Défi d’explorer l’âme profonde et contrastée du 18ème siècle. Défi de la faire revivre sous nos yeux à travers l’histoire de la relation impossible entre deux géants qui l’incarnent mieux que personne : Voltaire et Rousseau. Mais d’abord et avant tout, ce roman est une puissante leçon de vie qui nous plonge au cœur des débats passionnants qui ont qualifié ce siècle. Certes, il y a eu L’Encyclopédie, une aventure sans pareille. Mais là, avec Voltaire et Rousseau, on se trouve en état d’immersion profonde. Nous devenons les témoins de la vie mouvementée des deux écrivains les plus représentatifs de toute une époque. Une époque qui allait, peu après leur disparition, accoucher d’une révolution qui changea le cours de l’histoire.

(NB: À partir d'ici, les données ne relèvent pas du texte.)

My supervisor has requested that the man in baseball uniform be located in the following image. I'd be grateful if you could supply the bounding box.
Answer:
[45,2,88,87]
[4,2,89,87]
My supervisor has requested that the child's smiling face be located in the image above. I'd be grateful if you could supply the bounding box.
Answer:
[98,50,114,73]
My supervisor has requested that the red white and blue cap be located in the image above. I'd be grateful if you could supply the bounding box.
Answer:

Voltaire et Rousseau ont tous deux composé une œuvre capitale et durable qui a précisément inspiré de près ou de plus loin ladite révolution. Quel(le)s étudiant(e)s n’ont pas disserté sur la pensée et les vertus stylistiques de ces deux génies ? Certes. Mais comment vivaient-ils ? Comment vivaient-ils leur aventure personnelle au quotidien et jusqu’au plus intime de leur vie secrète ? C’est ce que ce roman, passionnant de bout en bout et, disons-le sans égal, nous donne à voir. Ce qu’il nous donne à voir, c’est le vivant paradoxe de deux figures incontournables, mais incompatibles. Voltaire et Rousseau s’admirent, s’écrivent, se lisent, mais ils se détestent et passent leur temps à ériger entre eux le mur d’une inimitié totale. Tout les oppose. Et tout l’art de Roger-Pol Droit c’est d’être parvenu à peindre le tableau de ce fossé entre deux mondes qui, en même temps, accouchent communément de deux œuvres immenses qui ont marqué leur temps pour toujours. Comment donc ont-ils pu tisser une relation continue sans jamais se rencontrer, l’ironie du sort les ayant finalement et pour l’éternité mis en face l’un de l’autre au Panthéon à Paris. Voilà ce qui nous est donné à comprendre.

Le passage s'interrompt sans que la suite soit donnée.